As education in Arkansas continues to move toward the privatized version favored by the Walton Family Foundation and other billionaires, you’ll likely hear the New Orleans charter school ‘miracle’ invoked. This is the conversion of most New Orleans public schools into charter schools following Hurricane Katrina.
Multiple sources have long made clear that no miracle has occurred in the 10 years since Katrina, if by miracle you mean producing substantially proficient performance among the poor, minority students that dominate the New Orleans public schools.
Here’s more. An education blogger has managed to obtain ACT college test scores of all school districts in Louisiana. The Louisiana Education Department won’t provide the numbers. Perhaps because they’d put the lie to Gov. Bobby Jindal’s support for the “choice” education agenda.
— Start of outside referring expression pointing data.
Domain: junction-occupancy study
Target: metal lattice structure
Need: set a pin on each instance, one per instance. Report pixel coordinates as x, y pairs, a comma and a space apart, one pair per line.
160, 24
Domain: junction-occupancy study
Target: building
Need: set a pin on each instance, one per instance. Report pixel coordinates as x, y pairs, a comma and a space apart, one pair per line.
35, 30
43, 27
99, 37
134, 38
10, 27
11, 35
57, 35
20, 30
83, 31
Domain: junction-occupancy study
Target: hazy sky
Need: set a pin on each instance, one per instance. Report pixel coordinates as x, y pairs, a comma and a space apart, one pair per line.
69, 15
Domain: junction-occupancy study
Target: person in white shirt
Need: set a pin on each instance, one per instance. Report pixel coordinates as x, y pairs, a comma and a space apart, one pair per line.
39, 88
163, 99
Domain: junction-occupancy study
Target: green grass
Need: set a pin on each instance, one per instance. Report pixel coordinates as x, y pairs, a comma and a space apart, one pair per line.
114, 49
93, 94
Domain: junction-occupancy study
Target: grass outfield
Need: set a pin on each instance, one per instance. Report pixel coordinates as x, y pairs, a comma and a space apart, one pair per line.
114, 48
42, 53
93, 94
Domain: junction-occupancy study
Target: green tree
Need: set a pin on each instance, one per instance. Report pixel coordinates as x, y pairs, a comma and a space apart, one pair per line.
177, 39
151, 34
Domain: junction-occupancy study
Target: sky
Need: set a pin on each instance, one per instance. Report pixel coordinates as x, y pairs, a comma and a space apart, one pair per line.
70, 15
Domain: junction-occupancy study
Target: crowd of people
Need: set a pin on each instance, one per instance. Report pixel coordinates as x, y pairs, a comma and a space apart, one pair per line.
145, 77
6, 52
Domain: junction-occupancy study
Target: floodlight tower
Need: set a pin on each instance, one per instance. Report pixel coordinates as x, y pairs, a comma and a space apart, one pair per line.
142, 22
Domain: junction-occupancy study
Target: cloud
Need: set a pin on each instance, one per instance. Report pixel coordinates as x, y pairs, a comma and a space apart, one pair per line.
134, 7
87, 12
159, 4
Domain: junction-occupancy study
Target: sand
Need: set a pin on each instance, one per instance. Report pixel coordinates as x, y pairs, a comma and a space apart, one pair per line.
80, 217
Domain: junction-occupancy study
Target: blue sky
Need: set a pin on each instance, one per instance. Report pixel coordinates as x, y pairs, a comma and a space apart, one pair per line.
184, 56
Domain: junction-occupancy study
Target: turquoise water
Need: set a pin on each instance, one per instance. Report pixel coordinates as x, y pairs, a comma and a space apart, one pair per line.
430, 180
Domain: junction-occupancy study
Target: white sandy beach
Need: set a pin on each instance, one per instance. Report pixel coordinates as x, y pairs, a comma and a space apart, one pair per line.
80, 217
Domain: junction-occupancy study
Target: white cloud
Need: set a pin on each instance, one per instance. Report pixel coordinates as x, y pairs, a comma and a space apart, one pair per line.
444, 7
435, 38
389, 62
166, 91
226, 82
Against the national average composite ACT score of 21 in 2014, the Recovery School District — the umbrella for the various independent charter schools — reported an average ACT of 15.7, with some school’s graduating class average as low as 12. Of 70 school districts in Louisiana, the amalgamation of New Orleans charter schools ranked 66th, ahead of only four small rural districts. It’s this kind of low status, you may recall, that prompted the Arkansas Board of Education to take over the Little Rock School District. Writes blogger Mercedes Schneider:
These RSD-NO ACT scores aren’t useful for selling the test-score-driven, state-takeover, charter-conversion model [state education superintendent] John White is so fond of. And so what does the state super who cries “accountability” do?
He hides the scores from public view.
The RSD Class of 2014 was in third grade when Katrina hit. The state has been in charge of their education since then, and this is what they have to show for their test-score-driven, charter-friendly, Teach-for-America-friendly, so-called “education.”
Nothing remotely touching “college ready.”
Beware “reformers” proclaiming the New Orleans miracle in Arkansas.
PS — A college professor adds this note on ACT scores:
If someone takes the ACT and guesses on every question (e.g., filling in the second bubble for every question), their most likely composite score is 12. You actually have to do worse than pure guessing to score less than 12.